Naquele dia eu fiquei pensativa. Satisfeita com toda aquela comida e é claro, meus amassos com Pedro, mas quando a noite chegou e eu fiquei sozinha na minha cama, os pensamentos vieram todos a tona. E eu pensei em pelo menos no que tinha feito até agora. Derrubei lágrimas no travesseiro, ri até minha barriga doer, olhei pro nada, senti meu rosto se aquecer e se esfriar, senti a adrenalina das batalhas. E finalmente senti o amor e a gratidão por todos que estiveram comigo até agora e que com certeza estarão comigo até o fim. Acho que nem dormi, pra ser sincera. E nem com sono estava. Estava elétrica.

Assim que levantei e tomei um banho, fui para a cozinha tomar café. Foi então que eu ouvi.

–Marian, não é possível que não há nada que você possa fazer.-Essa era Luz.

–Não adianta por feitiços de esconderijo nela, isso só vai enfraquecê-la e prejudicar mais ainda seu estado.-Essa era vovó.

–O que quer dizer?-Esse era Pedro.– Ela está morrendo?
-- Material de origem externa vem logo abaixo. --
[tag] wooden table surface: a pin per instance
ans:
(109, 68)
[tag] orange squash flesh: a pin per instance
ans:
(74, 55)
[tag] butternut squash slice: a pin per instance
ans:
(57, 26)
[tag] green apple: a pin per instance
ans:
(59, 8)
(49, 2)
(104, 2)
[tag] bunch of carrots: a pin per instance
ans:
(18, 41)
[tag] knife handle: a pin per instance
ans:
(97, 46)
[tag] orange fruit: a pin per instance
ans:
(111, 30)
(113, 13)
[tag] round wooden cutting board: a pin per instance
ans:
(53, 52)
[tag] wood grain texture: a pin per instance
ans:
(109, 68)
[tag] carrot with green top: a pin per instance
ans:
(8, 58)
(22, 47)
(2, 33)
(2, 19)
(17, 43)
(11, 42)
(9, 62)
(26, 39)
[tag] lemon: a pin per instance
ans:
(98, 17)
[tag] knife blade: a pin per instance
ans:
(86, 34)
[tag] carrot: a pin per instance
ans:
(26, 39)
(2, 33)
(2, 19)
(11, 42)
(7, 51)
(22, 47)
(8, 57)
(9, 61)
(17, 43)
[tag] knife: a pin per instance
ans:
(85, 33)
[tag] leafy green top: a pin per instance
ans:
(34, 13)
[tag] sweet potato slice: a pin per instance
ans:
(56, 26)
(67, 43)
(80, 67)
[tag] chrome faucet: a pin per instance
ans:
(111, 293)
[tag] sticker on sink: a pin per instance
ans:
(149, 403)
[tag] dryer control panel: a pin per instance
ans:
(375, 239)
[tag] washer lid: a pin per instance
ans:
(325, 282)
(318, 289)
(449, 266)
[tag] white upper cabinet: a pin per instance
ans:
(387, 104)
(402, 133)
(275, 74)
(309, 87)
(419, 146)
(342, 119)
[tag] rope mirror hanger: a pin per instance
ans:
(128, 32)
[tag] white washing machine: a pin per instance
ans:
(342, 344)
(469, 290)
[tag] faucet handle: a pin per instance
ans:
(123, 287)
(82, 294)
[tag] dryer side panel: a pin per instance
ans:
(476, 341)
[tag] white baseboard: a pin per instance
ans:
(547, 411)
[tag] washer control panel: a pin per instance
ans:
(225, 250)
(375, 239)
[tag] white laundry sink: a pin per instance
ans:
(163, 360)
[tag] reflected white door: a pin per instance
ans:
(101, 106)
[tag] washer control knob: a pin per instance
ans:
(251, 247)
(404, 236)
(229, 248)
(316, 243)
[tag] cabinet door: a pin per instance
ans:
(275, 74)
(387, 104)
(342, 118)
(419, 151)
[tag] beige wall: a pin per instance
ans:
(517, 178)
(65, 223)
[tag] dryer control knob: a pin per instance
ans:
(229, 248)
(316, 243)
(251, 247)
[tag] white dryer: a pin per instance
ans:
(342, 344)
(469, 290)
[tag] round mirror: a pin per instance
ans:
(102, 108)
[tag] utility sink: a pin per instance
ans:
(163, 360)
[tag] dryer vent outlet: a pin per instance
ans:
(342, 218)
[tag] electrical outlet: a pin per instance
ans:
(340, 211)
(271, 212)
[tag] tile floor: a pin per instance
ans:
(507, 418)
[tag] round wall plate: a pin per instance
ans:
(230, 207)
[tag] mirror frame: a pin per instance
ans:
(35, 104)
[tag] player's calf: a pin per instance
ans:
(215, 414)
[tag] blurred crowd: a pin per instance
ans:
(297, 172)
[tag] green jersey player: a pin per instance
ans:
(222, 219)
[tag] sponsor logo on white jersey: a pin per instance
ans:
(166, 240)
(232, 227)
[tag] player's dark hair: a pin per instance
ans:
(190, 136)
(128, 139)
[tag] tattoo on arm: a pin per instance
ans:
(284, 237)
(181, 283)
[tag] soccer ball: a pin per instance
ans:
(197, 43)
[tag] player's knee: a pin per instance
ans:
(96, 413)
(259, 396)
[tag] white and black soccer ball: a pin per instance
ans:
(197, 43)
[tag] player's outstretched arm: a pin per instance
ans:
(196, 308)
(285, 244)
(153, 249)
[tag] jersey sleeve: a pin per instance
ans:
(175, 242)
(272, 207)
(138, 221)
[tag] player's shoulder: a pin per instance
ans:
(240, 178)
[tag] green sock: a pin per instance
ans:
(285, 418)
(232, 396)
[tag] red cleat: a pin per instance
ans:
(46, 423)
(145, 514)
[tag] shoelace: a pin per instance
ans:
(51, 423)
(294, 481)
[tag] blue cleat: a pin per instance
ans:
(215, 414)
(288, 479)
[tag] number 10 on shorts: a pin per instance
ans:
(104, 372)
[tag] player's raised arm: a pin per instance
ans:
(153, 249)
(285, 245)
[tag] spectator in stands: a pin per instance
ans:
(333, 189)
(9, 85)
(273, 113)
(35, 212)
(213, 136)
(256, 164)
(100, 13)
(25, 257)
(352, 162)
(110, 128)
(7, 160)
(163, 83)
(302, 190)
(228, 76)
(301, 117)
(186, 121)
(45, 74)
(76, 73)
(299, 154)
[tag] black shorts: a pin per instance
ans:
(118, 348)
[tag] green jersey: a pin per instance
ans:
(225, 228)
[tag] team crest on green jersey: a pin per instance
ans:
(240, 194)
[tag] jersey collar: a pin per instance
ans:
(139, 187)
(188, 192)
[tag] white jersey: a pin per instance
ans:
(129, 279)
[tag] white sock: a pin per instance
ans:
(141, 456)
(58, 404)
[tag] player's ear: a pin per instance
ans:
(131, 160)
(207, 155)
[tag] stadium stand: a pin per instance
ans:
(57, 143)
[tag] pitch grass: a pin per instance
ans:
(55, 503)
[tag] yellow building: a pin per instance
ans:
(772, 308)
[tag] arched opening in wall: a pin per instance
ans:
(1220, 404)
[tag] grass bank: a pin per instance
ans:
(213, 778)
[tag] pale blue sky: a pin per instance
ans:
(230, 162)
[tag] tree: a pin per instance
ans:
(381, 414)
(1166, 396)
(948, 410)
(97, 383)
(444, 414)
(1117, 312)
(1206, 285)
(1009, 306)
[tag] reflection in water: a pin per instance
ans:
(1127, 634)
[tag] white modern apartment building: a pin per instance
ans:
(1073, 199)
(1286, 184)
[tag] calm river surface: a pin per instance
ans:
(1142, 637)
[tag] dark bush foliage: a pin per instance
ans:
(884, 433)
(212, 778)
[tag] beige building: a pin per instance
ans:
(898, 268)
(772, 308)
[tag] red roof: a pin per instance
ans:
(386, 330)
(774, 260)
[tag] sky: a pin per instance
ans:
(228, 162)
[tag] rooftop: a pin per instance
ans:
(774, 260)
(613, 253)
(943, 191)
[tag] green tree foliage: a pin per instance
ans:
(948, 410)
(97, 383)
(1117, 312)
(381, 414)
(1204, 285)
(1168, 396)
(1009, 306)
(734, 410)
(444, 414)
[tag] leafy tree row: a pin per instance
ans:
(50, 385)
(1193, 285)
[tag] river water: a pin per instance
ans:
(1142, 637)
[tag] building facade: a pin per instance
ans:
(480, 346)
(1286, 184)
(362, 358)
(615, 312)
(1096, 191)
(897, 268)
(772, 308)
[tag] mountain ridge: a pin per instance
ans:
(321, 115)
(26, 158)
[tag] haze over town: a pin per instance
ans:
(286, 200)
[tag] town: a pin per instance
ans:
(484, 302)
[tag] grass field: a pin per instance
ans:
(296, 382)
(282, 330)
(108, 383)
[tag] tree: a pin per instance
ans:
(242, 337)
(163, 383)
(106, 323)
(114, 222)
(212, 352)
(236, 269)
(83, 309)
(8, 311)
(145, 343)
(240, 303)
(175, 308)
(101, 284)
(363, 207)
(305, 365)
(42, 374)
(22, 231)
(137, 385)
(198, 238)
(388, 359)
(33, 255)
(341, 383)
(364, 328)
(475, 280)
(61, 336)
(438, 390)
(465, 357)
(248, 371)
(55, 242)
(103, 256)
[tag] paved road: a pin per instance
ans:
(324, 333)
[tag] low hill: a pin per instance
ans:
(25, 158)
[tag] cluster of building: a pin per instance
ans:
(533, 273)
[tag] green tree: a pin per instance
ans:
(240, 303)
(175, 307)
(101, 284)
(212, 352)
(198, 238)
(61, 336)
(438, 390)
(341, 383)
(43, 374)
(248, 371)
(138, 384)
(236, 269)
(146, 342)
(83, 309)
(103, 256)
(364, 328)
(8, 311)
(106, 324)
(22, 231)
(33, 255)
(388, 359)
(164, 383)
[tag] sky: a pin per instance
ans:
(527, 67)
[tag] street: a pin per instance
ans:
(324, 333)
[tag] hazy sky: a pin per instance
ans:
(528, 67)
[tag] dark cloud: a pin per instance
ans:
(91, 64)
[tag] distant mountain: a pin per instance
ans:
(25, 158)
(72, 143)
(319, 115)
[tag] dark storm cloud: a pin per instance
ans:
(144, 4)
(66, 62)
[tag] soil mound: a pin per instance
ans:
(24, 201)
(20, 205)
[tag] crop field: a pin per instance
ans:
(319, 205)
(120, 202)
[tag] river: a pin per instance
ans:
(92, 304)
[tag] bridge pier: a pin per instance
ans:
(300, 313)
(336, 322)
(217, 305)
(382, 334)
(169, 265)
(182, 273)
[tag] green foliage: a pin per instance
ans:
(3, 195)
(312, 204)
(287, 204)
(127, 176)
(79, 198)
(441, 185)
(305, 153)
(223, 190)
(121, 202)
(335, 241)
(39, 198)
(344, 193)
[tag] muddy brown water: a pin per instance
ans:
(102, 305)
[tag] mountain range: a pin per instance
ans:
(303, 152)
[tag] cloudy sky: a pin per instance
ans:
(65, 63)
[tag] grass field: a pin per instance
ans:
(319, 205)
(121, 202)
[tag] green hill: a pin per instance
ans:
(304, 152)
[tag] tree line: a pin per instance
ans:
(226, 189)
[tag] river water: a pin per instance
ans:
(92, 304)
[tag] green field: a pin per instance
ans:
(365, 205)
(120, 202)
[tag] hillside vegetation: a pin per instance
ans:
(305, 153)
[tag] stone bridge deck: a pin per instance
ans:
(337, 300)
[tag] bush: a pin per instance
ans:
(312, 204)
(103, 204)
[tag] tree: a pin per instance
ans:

–Não, garoto. Ela está descobrindo tudo agora, descobrindo sua natureza. Vai levar um tempo para ela acostumar-se com a sensação de sentir todo o corpo. Vocês não se recuperam de uma hora para outra e o que dirá ela?

–Marian, não.-Ah, sim minha irmã.- Isso eu discordo. Acredite, já passei por isso e não tive problemas.

–Você é nephilim, criança. Qualquer estado físico é adaptado mais rápido por vocês.

–Obrigada.

–Mas isso não é o foco agora.-Luz disse séria.- Marian tem quase certeza de anjos vingadores estão a caminho. Não podemos mandar Laura para lutar no estado dela. Nem no ar ela sabe lutar direito.- Ei, isso doeu tá?

–Eu não concordo em mandá-la para lutar por causa de sua inexperiência, mas por causa deles, dos anjos.-Julieta disse.- Na verdade eu acredito muito nela. Acredito que ela seja capaz de qualquer coisa que quiser. Ela já se mostrou bastante capaz, mesmo com seus poderes bloqueados, imagine só com eles liberados? Eu tenho fé na minha irmã, e acho que vocês também deveriam ter.

Sequei as lágrimas que rolaram involuntariamente pelo meu rosto e fiz silêncio.

–Todos aqui concordam com ela certo?-Pedro disse.- Ela se arriscou por nós uma vez e não exitaria em fazê-lo de novo. Nós faremos isso por ela não é?

Ouvi todos falarem ao mesmo tempo. Mas eu já não estava mais lá. Já tinha me virado, mas a voz de vovó me fez voltar para ouvir.

–Creio que eles não viram para lutar.-Tudo cessou no mesmo instante.- Eles querem fazer algo muito pior.

–O que Marian?-Luz perguntou.-Marian, o que você está vendo?

–Querem...querem levá-la. Querem levá-la para o Céu, e resolver tudo lá.

–O que?-Pedro exclamou.- Não permitirei...

–Eles a levarão...por bem...ou por mal.